野菜ジュースはどうしても飲みにくい、そんな方には、はちみつを足して少し甘みを付けてみることをお勧めします。飲みやすさが断然違いますよ。また、自家製の野菜ジュースなら、野菜の持つ抗菌パワーが市販の物とは断然異なるので、お手製生野菜ジュースもおススメです。

サプリメント

サプリメントも野菜不足の救世主だといえます。ガン予防を考えたうえでサプリメントを選ぶなら、ビタミンC・Eやセレン、亜鉛、コエンザイムQ10などガンの発生を予防するビタミンやミネラルをバランスよく摂取できるマルチビタミン・ミネラルが良いでしょう。オメガ3であるEPAやDHAのサプリメントもガン予防に活用できるサプリメントです。オメガ3はガン細胞の増殖を抑える効果があります。

青汁

青汁はガン予防として愛飲している人が増えてきています。ガン予防として青汁を選ぶ際には、ビタミンAやビタミンC、ビタミンE、食物繊維、イソチオシアネートが含まれているタイプを選びましょう。
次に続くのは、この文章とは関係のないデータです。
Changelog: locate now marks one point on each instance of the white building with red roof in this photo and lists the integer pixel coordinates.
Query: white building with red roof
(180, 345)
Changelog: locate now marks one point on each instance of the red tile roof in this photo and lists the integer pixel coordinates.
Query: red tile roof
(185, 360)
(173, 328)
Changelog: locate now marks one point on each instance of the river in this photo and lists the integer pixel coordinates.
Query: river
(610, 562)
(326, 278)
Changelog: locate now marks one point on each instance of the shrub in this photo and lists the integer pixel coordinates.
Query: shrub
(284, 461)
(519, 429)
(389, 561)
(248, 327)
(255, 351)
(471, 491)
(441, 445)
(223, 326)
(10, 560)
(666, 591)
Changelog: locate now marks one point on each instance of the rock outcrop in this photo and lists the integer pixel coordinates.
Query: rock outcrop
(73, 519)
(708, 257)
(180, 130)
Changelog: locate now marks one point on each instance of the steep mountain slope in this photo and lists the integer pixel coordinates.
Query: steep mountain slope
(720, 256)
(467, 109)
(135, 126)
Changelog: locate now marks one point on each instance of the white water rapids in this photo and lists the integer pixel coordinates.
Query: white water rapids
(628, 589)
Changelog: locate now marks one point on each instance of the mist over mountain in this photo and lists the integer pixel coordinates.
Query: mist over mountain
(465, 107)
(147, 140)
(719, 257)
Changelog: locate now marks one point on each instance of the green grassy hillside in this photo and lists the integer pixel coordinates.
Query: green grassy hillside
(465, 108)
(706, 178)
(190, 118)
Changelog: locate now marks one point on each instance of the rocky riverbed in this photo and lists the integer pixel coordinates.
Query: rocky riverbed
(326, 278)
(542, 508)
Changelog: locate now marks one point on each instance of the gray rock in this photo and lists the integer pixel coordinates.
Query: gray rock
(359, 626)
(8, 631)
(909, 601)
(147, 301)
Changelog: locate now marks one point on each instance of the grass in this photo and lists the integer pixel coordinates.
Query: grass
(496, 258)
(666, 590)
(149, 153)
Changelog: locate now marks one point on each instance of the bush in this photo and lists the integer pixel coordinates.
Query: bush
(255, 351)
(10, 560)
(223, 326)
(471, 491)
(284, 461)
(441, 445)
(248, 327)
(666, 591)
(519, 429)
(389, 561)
ビタミンA・C・E、食物繊維は抗酸化作用があり、イソチオシアネートは発ガン物質ができるのを抑える効果があります。

具だくさん味噌汁

味噌汁もガン予防に効果的です。大豆のイソフラボンは免疫力を上げる効果があり、1日に3杯飲むと乳がんの発生率が半分近くに下がるという結果があります。

塩分量が気になる場合は豆腐や納豆などの大豆製品にもイソフラボンが含まれているので大豆製品をうまく活用しながらバランスよく摂取すると塩分を抑えることができますよ。

 

まとめ

免疫力を上げるニンニクやキャベツ、ニンジン、生姜などを積極的に食べることで毎日できるといわれるガン細胞を排除することができます。毎日350gの野菜を食べると理想的なのですが実際にはなかなか難しいようです。野菜ジュースやサプリメント、青汁などを活用しながらガンを予防する抗酸化作用のあるビタミン類やミネラル、食物繊維などを摂るようにしましょう。